SM
Stephan Marshall
1 day ago
I am formally expressing serious concern and outrage regarding the conditions at LIJ Children’s Pediatric Emergency Department. What my family experienced is not simply disappointing—it reflects a systemic failure in leadership, operations, and basic patient care standards.
LIJ was once a trusted institution for my family. It represented excellence, dignity, and compassion. That reputation is no longer aligned with reality.
During two recent visits with our toddler, we were registered, triaged, and then placed in a hallway where sick children were being treated on stretchers in full public view. This was not an isolated overflow situation—it appeared to be routine practice. There was no privacy, no dignity, and no environment suitable for pediatric care. Children in distress were exposed in corridors while families were forced to endure chaotic and overcrowded conditions.
Let me be clear: this is not a minor inconvenience. This is a failure of patient care standards.
At one point, large garbage bins were being wheeled directly past bedside areas where children were receiving care. This raises serious concerns about infection control, environmental safety, and overall operational awareness. No parent should have to question whether the care setting itself is contributing to risk.
It is unacceptable that a pediatric emergency department operates in a manner where hallways become treatment areas. This reflects deeper issues—poor capacity planning, inadequate staffing, and a troubling lack of accountability from leadership.
What is most alarming is that these conditions appear to be normalized.
This situation raises serious questions about compliance with standards set by the New York State Department of Health and The Joint Commission, both of which establish clear expectations around patient rights, privacy, infection control, and safe care environments. Based on what I witnessed, it is difficult to understand how these conditions align with those standards.
Treating pediatric patients in hallways without privacy, exposing them to unsanitary and chaotic conditions, and failing to provide an environment conducive to safe and dignified care should warrant immediate review and intervention. If this is considered acceptable under current operations, then there is a serious breakdown in oversight.
Quite frankly, I have seen veterinary facilities provide more structure, cleanliness, and respect in their care environments. That comparison should be unacceptable for any institution claiming to deliver premier pediatric care.
This is a direct call for accountability:
Where is the leadership oversight?
Where are the operational safeguards?
Who is responsible for allowing pediatric patients to be treated in hallways without dignity or privacy?

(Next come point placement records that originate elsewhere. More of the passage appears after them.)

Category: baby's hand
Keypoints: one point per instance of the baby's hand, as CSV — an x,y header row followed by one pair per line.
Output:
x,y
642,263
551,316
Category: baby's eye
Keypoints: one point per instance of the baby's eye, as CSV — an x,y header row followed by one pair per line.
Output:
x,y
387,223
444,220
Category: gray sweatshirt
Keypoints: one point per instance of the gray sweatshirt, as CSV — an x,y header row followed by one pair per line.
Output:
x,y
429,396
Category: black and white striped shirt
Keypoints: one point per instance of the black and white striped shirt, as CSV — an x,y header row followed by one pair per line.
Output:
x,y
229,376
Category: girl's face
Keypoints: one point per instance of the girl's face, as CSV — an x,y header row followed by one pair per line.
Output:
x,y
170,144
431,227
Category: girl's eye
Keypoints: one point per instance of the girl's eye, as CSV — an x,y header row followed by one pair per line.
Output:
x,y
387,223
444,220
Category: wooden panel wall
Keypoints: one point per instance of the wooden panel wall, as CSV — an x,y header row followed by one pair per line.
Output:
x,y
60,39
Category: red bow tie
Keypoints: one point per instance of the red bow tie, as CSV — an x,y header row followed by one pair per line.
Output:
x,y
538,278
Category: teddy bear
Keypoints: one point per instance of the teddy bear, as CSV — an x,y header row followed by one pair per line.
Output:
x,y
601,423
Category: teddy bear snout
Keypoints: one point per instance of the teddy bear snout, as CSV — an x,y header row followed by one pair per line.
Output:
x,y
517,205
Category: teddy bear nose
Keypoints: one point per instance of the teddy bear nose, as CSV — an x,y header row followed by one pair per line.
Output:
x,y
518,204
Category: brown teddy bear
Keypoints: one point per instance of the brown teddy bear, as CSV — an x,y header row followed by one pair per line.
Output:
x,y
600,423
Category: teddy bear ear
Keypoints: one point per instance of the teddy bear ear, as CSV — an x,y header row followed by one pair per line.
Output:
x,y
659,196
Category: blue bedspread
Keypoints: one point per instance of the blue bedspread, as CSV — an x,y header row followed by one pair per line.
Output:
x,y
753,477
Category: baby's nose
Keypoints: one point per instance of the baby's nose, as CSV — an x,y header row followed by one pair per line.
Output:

What corrective actions are being taken to ensure compliance with state and national standards?
Families do not come to LIJ in moments of crisis to be processed through a broken system. We come expecting care, order, safety, and humanity.
Until there is clear acknowledgment and immediate corrective action, I cannot recommend LIJ Children’s Pediatric Emergency Department to any family. This experience has fundamentally broken trust.
If these conditions persist, I am prepared to escalate this matter formally to the appropriate regulatory bodies to ensure accountability and patient safety.
Leadership must act—and act immediately.